= Etz Hayim Humash =

Humash of the Conservative Jewish movement

Etz Hayim: Torah and Commentary (also published with the subtitle A Torah Commentary) is a humash (the Torah in printed form) published and used by Conservative Judaism. Its production involved the collaboration of the Rabbinical Assembly, the United Synagogue of Conservative Judaism, and the Jewish Publication Society.
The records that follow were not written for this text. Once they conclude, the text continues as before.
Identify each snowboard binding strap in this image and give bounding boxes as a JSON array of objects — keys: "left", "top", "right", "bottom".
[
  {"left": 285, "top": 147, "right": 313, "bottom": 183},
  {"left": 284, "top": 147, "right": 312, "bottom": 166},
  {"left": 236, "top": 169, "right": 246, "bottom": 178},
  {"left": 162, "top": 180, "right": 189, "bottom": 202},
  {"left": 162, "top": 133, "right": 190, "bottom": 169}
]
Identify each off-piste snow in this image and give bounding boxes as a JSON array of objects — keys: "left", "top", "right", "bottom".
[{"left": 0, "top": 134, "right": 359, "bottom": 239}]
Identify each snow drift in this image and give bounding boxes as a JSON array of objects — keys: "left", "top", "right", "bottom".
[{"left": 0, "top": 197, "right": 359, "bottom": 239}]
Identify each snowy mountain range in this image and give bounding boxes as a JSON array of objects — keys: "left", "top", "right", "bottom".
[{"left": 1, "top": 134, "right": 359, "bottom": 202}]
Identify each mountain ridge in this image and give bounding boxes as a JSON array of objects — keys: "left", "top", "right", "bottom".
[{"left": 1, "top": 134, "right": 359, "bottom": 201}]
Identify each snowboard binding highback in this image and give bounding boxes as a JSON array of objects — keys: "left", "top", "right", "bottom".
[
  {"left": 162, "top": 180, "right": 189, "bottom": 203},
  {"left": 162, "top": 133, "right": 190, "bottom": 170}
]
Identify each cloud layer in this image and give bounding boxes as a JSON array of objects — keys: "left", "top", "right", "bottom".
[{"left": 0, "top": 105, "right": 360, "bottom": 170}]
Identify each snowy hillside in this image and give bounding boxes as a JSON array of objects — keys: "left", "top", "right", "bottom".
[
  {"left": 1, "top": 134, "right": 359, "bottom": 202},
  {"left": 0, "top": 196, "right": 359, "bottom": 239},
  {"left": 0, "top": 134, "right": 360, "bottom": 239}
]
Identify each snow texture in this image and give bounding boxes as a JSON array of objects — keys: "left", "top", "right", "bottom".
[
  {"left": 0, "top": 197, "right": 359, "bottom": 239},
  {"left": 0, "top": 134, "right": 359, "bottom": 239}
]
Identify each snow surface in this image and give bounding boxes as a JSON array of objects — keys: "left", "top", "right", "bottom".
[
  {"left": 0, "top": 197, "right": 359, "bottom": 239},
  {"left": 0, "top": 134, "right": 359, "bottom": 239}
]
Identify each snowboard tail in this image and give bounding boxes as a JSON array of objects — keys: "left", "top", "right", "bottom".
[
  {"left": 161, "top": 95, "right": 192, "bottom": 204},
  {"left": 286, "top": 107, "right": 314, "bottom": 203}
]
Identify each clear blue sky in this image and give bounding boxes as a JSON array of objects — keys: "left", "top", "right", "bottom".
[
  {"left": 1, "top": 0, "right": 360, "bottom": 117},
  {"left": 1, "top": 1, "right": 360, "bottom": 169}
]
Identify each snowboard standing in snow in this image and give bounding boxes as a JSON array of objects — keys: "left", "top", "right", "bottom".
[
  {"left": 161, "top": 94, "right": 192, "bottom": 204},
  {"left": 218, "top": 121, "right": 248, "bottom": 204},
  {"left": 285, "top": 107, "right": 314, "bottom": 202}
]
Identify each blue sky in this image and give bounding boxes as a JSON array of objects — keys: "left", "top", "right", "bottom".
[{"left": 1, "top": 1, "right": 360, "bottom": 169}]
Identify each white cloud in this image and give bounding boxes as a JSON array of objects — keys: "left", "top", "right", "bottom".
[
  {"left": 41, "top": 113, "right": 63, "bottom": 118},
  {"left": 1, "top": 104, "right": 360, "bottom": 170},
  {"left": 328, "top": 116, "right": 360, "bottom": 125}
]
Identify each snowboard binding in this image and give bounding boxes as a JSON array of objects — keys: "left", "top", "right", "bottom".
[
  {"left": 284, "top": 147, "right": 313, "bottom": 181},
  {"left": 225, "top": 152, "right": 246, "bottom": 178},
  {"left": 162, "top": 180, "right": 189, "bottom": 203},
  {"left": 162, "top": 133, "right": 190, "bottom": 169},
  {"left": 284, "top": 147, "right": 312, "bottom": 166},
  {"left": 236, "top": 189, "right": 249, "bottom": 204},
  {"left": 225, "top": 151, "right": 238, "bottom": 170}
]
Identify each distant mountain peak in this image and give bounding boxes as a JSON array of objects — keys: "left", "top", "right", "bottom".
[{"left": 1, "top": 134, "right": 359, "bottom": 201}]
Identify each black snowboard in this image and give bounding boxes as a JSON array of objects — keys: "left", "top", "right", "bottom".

The title is from the Hebrew phrase Etz Hayim, meaning 'tree of life'.

==Authors==
- Senior Editor: David L. Lieber
- P'Shat Commentary Editor: Chaim Potok
- D'Rash Commentary Editor: Harold Kushner
- Haftarah Commentary: Michael Fishbane
- Literary Editor: Jules Harlow
- Halacha L'Maaseh Editors: Elliot Dorff and Susan Grossman

==Content==
The Etz Hayim contains the Hebrew text of the Torah (according to the Codex Leningradensis), the Jewish Publication Society (JPS)'s modern English translation of the Hebrew text, a number of commentaries, written in English, on the Torah which run alongside the Hebrew text and its English translation and a number of essays on the Torah and Tanakh in the back of the book. The Etz Hayim contains three types of commentary: the p'shat which discusses the literal meaning of the text, the drash which draws on Talmudic, Medieval, Chassidic, and Modern Jewish sources to expound on the deeper meaning of the text, and the halacha l'maaseh which explains how the text relates to current Jewish practice and halacha, or Jewish law. The essays in the back cover a wide range of topics, from kashrut to eschatology and everything in between.

Some of the essays uphold the traditional view that the Torah is the divine word of God, while others challenge it and question the historicity of some of the biblical narratives. This has raised objections, especially amongst stricter Orthodox circles, to the publication.